Miami Herald, The (FL)
January 22, 1989
Author: TOM SHRODER Herald Tropic Editor


So this guy was installing gutters on the roof of Michelle Genz's new home and Michelle started talking to him. The guy was bragging about his football prowess. Said he was going to play for the University of Miami, which turned out to be a slight exaggeration. "I'm the athlete," he told her. "My little brother is the genius." Seems his little brother had a strange interest. He was heavily into bats. In fact, the little guy was currently trying to save a colony of 5,000 bats, probably an endangered species, holed-up in the Spanish tile false-fronts of a coastal condominium. This turned out to be exactly true.

Just a bit of polite conversation between a home-owner and a workman. Hardly a likely source of inspiration for a Tropic cover story. Hardly a likely topic.

But here it is. On the cover.

Why?

It isn't urgently important, like a story about how crack cocaine is destroying the social fabric of the inner city, or one on the collapse of our juvenile justice system. It isn't definitive of our place and time, like a story on Miami as the new Casablanca, or a photo/story on the rise of South Florida's youth gangs. It isn't a tour de farce by Dave Barry -- like a report on UFO sightings in the Panhandle, or a retort to an arrogant New York Times Magazine cover story on Miami. And it's not a tour de force by T.M. Shine about an average Joe struggling to live under the crushing thumb of a dead-end job.
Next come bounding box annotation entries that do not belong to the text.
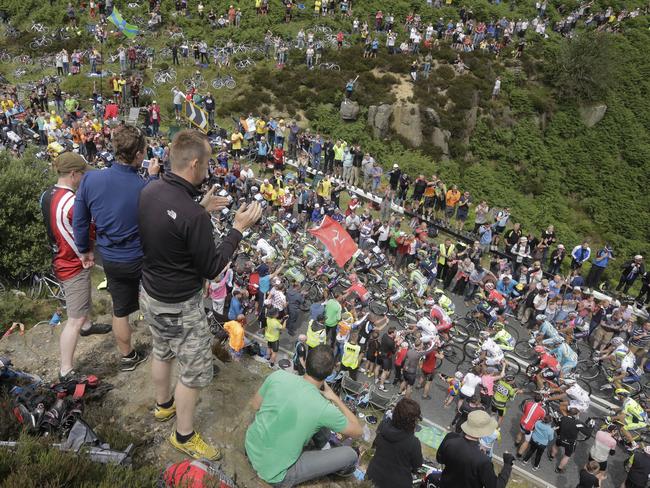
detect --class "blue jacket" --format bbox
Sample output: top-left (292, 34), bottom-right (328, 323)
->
top-left (532, 420), bottom-right (555, 446)
top-left (72, 163), bottom-right (154, 263)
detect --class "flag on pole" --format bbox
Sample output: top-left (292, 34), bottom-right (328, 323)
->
top-left (309, 215), bottom-right (359, 267)
top-left (108, 7), bottom-right (140, 38)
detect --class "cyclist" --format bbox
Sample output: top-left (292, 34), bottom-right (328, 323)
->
top-left (531, 346), bottom-right (560, 390)
top-left (425, 301), bottom-right (454, 340)
top-left (478, 330), bottom-right (505, 366)
top-left (408, 263), bottom-right (429, 298)
top-left (489, 321), bottom-right (516, 351)
top-left (302, 244), bottom-right (323, 268)
top-left (271, 222), bottom-right (291, 249)
top-left (548, 378), bottom-right (591, 415)
top-left (251, 234), bottom-right (278, 263)
top-left (611, 388), bottom-right (648, 450)
top-left (551, 337), bottom-right (578, 376)
top-left (534, 314), bottom-right (561, 346)
top-left (388, 274), bottom-right (406, 304)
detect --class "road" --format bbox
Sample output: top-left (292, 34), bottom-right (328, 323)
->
top-left (240, 286), bottom-right (627, 488)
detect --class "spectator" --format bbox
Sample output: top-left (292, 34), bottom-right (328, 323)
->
top-left (523, 415), bottom-right (555, 471)
top-left (41, 152), bottom-right (111, 381)
top-left (137, 130), bottom-right (261, 460)
top-left (73, 126), bottom-right (160, 371)
top-left (436, 410), bottom-right (514, 488)
top-left (245, 345), bottom-right (363, 486)
top-left (366, 398), bottom-right (423, 488)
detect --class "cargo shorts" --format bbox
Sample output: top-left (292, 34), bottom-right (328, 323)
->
top-left (140, 289), bottom-right (213, 388)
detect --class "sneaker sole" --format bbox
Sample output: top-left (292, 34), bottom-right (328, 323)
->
top-left (167, 439), bottom-right (223, 461)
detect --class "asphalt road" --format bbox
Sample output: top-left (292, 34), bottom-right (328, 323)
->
top-left (242, 286), bottom-right (627, 488)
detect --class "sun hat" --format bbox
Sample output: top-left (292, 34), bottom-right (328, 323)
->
top-left (460, 410), bottom-right (497, 438)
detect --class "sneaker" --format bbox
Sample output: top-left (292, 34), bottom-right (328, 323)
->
top-left (153, 402), bottom-right (176, 422)
top-left (79, 322), bottom-right (113, 337)
top-left (59, 369), bottom-right (84, 383)
top-left (120, 349), bottom-right (148, 371)
top-left (169, 432), bottom-right (221, 461)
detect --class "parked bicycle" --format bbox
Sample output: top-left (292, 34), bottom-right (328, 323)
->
top-left (212, 75), bottom-right (237, 90)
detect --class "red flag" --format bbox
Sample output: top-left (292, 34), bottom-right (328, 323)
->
top-left (309, 216), bottom-right (358, 267)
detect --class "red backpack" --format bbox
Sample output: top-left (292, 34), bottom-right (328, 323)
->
top-left (158, 459), bottom-right (236, 488)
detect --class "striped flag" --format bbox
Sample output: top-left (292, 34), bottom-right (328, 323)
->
top-left (108, 7), bottom-right (139, 38)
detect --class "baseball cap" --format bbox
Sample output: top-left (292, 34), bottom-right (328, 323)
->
top-left (54, 152), bottom-right (92, 174)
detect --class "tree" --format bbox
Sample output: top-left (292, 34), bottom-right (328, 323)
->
top-left (550, 31), bottom-right (618, 102)
top-left (0, 152), bottom-right (53, 281)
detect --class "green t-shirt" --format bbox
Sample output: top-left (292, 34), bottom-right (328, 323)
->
top-left (325, 298), bottom-right (341, 327)
top-left (264, 318), bottom-right (282, 342)
top-left (245, 371), bottom-right (348, 483)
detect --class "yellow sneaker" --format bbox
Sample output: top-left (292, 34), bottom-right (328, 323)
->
top-left (153, 402), bottom-right (176, 422)
top-left (169, 432), bottom-right (221, 461)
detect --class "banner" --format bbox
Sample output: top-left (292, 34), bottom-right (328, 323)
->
top-left (108, 7), bottom-right (139, 38)
top-left (183, 100), bottom-right (208, 133)
top-left (309, 215), bottom-right (358, 267)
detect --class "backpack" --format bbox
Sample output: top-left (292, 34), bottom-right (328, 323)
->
top-left (157, 459), bottom-right (237, 488)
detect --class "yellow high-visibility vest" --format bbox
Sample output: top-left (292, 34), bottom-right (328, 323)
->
top-left (307, 320), bottom-right (326, 347)
top-left (341, 342), bottom-right (361, 369)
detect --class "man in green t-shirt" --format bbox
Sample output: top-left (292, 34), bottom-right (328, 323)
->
top-left (325, 298), bottom-right (343, 347)
top-left (245, 345), bottom-right (363, 487)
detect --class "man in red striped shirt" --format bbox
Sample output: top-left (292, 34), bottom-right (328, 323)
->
top-left (41, 152), bottom-right (112, 381)
top-left (515, 393), bottom-right (546, 458)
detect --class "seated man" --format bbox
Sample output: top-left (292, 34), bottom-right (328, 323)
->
top-left (245, 345), bottom-right (363, 487)
top-left (548, 378), bottom-right (591, 415)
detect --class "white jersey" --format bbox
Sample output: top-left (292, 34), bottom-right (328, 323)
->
top-left (481, 337), bottom-right (503, 359)
top-left (255, 239), bottom-right (276, 259)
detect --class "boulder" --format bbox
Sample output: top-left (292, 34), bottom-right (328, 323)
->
top-left (368, 103), bottom-right (393, 139)
top-left (424, 107), bottom-right (440, 127)
top-left (392, 102), bottom-right (422, 146)
top-left (431, 127), bottom-right (451, 156)
top-left (579, 103), bottom-right (607, 127)
top-left (339, 98), bottom-right (359, 120)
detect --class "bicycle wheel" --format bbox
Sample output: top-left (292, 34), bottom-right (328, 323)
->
top-left (368, 300), bottom-right (388, 315)
top-left (576, 359), bottom-right (600, 381)
top-left (505, 354), bottom-right (521, 376)
top-left (515, 340), bottom-right (535, 360)
top-left (442, 342), bottom-right (465, 365)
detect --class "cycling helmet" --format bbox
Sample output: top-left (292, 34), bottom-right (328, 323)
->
top-left (614, 388), bottom-right (630, 398)
top-left (612, 337), bottom-right (625, 346)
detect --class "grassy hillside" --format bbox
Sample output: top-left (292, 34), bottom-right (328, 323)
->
top-left (0, 0), bottom-right (650, 282)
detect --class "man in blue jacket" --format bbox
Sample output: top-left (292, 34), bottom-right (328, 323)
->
top-left (73, 126), bottom-right (160, 371)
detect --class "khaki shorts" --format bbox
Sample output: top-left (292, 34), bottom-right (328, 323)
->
top-left (594, 327), bottom-right (614, 344)
top-left (61, 269), bottom-right (92, 319)
top-left (140, 289), bottom-right (213, 388)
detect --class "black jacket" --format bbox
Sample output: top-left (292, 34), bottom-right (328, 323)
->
top-left (366, 419), bottom-right (422, 488)
top-left (436, 433), bottom-right (512, 488)
top-left (139, 173), bottom-right (242, 303)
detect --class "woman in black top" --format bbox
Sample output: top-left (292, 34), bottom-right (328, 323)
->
top-left (576, 461), bottom-right (600, 488)
top-left (366, 398), bottom-right (422, 488)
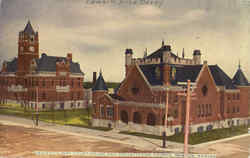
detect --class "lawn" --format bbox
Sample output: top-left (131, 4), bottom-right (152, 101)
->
top-left (120, 126), bottom-right (248, 145)
top-left (0, 105), bottom-right (111, 131)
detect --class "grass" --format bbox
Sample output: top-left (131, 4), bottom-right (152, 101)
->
top-left (120, 126), bottom-right (248, 145)
top-left (0, 104), bottom-right (111, 131)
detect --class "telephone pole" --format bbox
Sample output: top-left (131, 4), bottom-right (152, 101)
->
top-left (36, 87), bottom-right (38, 126)
top-left (162, 88), bottom-right (169, 148)
top-left (184, 80), bottom-right (190, 158)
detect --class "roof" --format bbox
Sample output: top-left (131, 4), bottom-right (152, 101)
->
top-left (6, 58), bottom-right (17, 72)
top-left (36, 53), bottom-right (83, 73)
top-left (193, 49), bottom-right (201, 55)
top-left (23, 21), bottom-right (35, 35)
top-left (125, 49), bottom-right (133, 54)
top-left (139, 64), bottom-right (235, 89)
top-left (92, 73), bottom-right (108, 91)
top-left (233, 66), bottom-right (249, 86)
top-left (146, 45), bottom-right (177, 62)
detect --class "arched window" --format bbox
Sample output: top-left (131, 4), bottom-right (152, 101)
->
top-left (121, 110), bottom-right (128, 124)
top-left (147, 113), bottom-right (156, 126)
top-left (133, 112), bottom-right (141, 123)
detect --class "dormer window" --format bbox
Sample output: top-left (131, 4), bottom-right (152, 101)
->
top-left (131, 86), bottom-right (139, 95)
top-left (201, 85), bottom-right (208, 96)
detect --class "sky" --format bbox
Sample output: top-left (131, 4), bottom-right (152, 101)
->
top-left (0, 0), bottom-right (250, 82)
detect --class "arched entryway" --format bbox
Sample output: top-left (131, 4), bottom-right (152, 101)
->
top-left (133, 112), bottom-right (142, 124)
top-left (121, 110), bottom-right (128, 124)
top-left (147, 113), bottom-right (156, 126)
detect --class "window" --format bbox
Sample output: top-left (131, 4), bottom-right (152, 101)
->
top-left (201, 85), bottom-right (208, 96)
top-left (236, 93), bottom-right (240, 100)
top-left (174, 94), bottom-right (178, 103)
top-left (197, 126), bottom-right (204, 133)
top-left (131, 87), bottom-right (139, 95)
top-left (78, 92), bottom-right (81, 99)
top-left (236, 106), bottom-right (240, 113)
top-left (201, 104), bottom-right (205, 117)
top-left (133, 112), bottom-right (141, 123)
top-left (60, 103), bottom-right (64, 109)
top-left (206, 104), bottom-right (208, 116)
top-left (174, 128), bottom-right (180, 134)
top-left (121, 110), bottom-right (128, 124)
top-left (42, 92), bottom-right (46, 99)
top-left (78, 78), bottom-right (81, 88)
top-left (100, 104), bottom-right (105, 117)
top-left (43, 80), bottom-right (45, 87)
top-left (107, 107), bottom-right (114, 118)
top-left (233, 106), bottom-right (236, 113)
top-left (63, 79), bottom-right (66, 87)
top-left (198, 104), bottom-right (201, 117)
top-left (147, 113), bottom-right (156, 126)
top-left (207, 125), bottom-right (213, 131)
top-left (208, 104), bottom-right (212, 116)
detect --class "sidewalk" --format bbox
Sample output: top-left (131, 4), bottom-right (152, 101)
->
top-left (0, 115), bottom-right (183, 153)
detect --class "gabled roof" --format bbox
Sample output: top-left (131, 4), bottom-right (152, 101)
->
top-left (2, 53), bottom-right (84, 74)
top-left (23, 21), bottom-right (35, 35)
top-left (140, 64), bottom-right (236, 89)
top-left (233, 66), bottom-right (249, 86)
top-left (146, 45), bottom-right (177, 62)
top-left (36, 53), bottom-right (83, 74)
top-left (4, 58), bottom-right (17, 72)
top-left (92, 72), bottom-right (108, 91)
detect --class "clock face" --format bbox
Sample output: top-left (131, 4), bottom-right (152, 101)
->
top-left (30, 46), bottom-right (34, 52)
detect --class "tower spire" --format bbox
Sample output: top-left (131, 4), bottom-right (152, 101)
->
top-left (144, 48), bottom-right (148, 58)
top-left (161, 39), bottom-right (165, 47)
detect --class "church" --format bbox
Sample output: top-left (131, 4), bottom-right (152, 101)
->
top-left (0, 21), bottom-right (84, 109)
top-left (92, 41), bottom-right (250, 136)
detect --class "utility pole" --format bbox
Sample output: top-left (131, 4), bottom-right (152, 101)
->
top-left (184, 80), bottom-right (190, 158)
top-left (36, 86), bottom-right (38, 126)
top-left (162, 88), bottom-right (169, 148)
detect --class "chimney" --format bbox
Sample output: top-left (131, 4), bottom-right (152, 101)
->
top-left (163, 64), bottom-right (171, 85)
top-left (93, 72), bottom-right (96, 86)
top-left (67, 53), bottom-right (72, 61)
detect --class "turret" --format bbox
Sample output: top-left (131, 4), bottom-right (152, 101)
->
top-left (125, 49), bottom-right (133, 76)
top-left (92, 71), bottom-right (108, 117)
top-left (161, 41), bottom-right (171, 63)
top-left (193, 49), bottom-right (201, 64)
top-left (17, 21), bottom-right (39, 75)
It's not a wacky reader participation stunt like The Hunt, outright lunacy like the Replace Andy Warhol Contest, an inspired bit of trivia like Why Things Are, or the inside story on some real-life melodrama like Maria DeSillers. It doesn't break new ground, like the story about what really happened after the space shuttle Challenger blew up; nor will it possibly get an innocent man out of prison, like the expose of the shoddy prosecution of James Richardson in a notorious murder case.

The story of Matt Crowder and his bats is one of those rare stories that comes along where even the twists have twists. It is a story that reads like a cross between a fable and a made for TV movie. It is a small story about being a little boy with big ideas. It is a story about how medieval myths and juvenile fears can conquer common sense. It is a story about the destruction of our environment, and its cost, both material and spiritual.

It would be all of this if Matt Crowder were just an ordinary 13-year-old boy. But he is more than that. He is a Jehovah's Witness, a religious group known mostly for its belief in the imminent end of the world and its persistent door-to-door proselytizing. Much of Middle America sees Witnesses as nuisances at best, demonic at worst -- someone to shoo away from the front door, and keep out of the neighborhood.

If there is any good in individual Witnesses as they march along our sidewalks in their white shirts and skinny black ties, we don't see it.

But Michelle Genz, writing about a little boy who loves bats, makes it impossible not to see the good. She makes it impossible not to see Matt as someone who, despite an extreme theology, is as understandable as our best childhood friend. Someone who can see in an unjustly scorned and persecuted winged mammal a creature very much in need of a champion, very much like himself.

It is not the kind of story that will win a prize, or change the world, or make it any easier to figure your taxes.

It is a story that makes me proud to work here.